Когда-то, там на свежем воздухе, на воле, стихи сами ложились на бумагу, проза текла из него просто о простом, о том, что ему было родным, важным. Теперь в этом огромном пыльном и шумом городе с ним не было ничего из прошлой жизни. Он не рассчитал свои силы. Такой образ жизни подорвал не только его телесное, но и духовное здоровье. Егор чувствовал – больше не осталось ничего, что можно было бы сказать этому огромному количеству людей в метро и на улице. Его мысли скукожились, сжались, как будто потеряли вес в огромной копилке других более сильных и ценных человеческих мыслей.
День Рождения Светы.
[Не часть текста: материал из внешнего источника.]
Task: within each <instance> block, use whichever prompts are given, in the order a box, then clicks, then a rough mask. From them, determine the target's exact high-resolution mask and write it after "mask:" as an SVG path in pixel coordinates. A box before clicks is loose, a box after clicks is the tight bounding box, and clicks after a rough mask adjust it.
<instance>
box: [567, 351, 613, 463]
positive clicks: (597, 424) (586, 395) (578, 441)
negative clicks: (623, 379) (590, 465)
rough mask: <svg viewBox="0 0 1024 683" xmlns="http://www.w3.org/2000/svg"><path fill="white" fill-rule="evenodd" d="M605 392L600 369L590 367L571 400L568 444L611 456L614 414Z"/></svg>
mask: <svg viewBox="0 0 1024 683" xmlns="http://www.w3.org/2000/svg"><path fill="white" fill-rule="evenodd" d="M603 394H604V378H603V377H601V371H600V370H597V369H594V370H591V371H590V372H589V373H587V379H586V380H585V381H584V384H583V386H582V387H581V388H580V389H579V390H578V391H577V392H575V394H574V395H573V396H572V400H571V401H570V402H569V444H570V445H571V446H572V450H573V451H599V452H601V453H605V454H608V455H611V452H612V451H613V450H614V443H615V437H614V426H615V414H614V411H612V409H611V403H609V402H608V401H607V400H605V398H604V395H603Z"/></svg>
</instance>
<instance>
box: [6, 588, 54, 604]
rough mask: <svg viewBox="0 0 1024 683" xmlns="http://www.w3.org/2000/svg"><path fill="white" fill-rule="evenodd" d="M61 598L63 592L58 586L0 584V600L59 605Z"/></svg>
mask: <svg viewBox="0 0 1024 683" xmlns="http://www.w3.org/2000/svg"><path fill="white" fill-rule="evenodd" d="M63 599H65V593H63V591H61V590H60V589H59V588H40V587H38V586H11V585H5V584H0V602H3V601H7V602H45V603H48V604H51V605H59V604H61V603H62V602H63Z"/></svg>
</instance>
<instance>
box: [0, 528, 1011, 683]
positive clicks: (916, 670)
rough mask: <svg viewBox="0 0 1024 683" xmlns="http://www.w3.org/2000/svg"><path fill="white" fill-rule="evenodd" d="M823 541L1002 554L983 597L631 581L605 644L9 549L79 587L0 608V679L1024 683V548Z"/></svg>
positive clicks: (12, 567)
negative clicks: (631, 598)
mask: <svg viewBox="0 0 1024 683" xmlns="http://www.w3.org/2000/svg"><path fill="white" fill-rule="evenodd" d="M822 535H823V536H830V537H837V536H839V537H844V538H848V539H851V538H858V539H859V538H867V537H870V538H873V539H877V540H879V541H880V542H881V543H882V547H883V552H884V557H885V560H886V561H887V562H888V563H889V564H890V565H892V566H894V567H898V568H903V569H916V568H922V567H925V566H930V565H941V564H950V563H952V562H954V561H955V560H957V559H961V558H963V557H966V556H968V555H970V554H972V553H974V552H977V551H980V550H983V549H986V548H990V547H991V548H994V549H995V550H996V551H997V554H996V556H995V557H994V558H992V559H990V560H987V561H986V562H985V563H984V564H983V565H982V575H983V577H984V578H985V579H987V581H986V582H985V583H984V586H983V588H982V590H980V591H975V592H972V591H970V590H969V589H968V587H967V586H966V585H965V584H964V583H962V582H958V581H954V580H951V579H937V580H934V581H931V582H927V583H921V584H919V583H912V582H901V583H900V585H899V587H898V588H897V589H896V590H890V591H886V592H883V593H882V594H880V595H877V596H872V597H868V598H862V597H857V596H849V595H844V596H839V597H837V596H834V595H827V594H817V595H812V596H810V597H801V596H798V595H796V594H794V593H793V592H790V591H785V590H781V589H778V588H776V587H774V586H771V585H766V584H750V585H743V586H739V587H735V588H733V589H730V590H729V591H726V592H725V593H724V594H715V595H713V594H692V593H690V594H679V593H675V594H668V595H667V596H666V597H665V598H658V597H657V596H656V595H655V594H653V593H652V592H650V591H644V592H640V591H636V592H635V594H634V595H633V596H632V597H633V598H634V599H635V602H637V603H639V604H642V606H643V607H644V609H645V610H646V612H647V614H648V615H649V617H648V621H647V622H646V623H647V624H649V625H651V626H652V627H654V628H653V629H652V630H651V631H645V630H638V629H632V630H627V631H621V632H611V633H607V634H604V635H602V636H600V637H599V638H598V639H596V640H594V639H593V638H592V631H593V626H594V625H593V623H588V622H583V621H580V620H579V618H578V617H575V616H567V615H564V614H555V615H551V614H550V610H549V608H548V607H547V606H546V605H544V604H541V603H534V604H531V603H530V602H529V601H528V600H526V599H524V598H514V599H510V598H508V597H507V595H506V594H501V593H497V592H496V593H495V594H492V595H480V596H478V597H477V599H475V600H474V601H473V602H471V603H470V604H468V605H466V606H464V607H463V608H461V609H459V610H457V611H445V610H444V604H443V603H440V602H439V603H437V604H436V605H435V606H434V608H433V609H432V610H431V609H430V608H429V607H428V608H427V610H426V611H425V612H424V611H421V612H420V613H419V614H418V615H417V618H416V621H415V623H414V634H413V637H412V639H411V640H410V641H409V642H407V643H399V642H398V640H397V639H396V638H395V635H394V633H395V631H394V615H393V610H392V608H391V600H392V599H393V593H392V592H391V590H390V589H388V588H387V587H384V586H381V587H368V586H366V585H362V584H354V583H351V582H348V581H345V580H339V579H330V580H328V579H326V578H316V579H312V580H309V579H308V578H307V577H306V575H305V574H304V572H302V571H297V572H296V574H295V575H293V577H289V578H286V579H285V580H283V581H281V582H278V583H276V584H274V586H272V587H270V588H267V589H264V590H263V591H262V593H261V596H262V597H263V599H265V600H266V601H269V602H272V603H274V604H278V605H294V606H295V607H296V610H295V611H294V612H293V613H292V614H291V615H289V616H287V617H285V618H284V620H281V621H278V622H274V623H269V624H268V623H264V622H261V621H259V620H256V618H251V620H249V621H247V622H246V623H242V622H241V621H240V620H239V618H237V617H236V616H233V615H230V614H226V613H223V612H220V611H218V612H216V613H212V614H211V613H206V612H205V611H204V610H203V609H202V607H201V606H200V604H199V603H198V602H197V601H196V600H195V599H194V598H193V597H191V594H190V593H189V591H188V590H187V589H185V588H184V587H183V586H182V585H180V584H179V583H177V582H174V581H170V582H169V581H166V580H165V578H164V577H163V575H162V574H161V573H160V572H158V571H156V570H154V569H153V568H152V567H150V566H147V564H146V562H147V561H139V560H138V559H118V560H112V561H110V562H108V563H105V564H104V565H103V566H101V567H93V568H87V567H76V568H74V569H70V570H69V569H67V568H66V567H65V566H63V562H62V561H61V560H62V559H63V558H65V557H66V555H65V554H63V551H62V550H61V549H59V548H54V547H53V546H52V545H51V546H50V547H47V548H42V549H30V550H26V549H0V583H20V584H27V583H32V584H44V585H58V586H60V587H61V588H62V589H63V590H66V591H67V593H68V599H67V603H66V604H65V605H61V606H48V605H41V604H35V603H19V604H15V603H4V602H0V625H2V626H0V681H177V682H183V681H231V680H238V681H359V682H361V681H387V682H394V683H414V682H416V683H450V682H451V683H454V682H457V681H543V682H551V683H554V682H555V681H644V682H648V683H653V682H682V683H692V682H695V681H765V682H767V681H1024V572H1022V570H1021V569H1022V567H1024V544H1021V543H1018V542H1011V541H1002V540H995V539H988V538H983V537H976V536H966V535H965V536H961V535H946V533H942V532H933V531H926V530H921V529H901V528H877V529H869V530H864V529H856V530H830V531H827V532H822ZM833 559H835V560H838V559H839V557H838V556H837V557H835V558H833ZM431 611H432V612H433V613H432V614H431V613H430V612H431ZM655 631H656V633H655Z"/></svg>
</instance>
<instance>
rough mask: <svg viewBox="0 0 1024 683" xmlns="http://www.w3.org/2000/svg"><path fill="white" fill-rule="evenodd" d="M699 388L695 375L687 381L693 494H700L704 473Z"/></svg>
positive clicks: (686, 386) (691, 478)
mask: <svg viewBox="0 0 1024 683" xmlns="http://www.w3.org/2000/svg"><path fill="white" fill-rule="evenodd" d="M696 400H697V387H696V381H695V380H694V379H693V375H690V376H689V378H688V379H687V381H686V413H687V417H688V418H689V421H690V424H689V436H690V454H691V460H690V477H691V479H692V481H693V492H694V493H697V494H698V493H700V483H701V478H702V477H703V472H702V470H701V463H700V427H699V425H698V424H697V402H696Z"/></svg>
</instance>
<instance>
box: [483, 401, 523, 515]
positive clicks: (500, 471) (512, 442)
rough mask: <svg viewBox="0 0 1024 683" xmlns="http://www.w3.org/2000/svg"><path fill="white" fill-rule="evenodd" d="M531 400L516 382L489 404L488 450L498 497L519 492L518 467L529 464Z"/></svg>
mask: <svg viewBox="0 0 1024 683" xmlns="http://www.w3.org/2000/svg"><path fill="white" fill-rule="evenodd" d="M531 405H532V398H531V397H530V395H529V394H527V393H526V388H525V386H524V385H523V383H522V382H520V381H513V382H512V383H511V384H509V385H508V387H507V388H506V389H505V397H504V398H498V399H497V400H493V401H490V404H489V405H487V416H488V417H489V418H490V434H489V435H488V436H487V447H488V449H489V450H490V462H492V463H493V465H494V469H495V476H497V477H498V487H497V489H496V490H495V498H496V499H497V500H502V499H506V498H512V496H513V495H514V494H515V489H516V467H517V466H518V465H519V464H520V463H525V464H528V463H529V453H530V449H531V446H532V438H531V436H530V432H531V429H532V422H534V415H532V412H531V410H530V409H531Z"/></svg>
Он отправил ей несколько сообщений, но не получил ответа. Злость жила в нем вместе с горечью утраты, а сознание было затуманено настолько, что он уже плохо осознавал, где входная дверь.
Вечером он позвонил ей, но трубку никто не взял. Торжество уже давно началось.
В комнатах почти никого не было. Егор вышел на улицу, зашел в “Дикси” и купил бутылку красного вермута, на которую ему хватило последних копеек. Он пил ее один, стакан за стаканом, быстро и даже ритмично, что бы его не успело затошнить. Когда он вышел на балкон покурить, сомнений у него не было. Он выкурил свою последнюю сигарету, еле стоя на ногах, забрался на окно и почувствовал странное облегчение, спокойствие, а потом все во дворе услышали его громкий крик и глухой удар полумертвого от водки, горя и страха тела о землю.
Похороны состоялись в родном городе Егора.
Друзья его, который, как оказалось, после смерти стал всем сразу нужен, приехали на поминки в огромном количестве. Не хватило и двух автобусов, чтобы вместить их. Поэты, писатели, деревенские его друзья и одногруппники, те, кто знал его с детства, и те, кто узнал по стихам, опубликованным в местном литературном журнале, все были на похоронах. Только Светы и Саши не было. Они остались в Москве.
После того, как все узнали, что Егор спрыгнул с высотки, на его странице под последним стихотворением, в котором ясно читалось, что это прощание, друзья поставили ему такое огромное количество лайков, какое ни одно его стихотворение не собирало при жизни.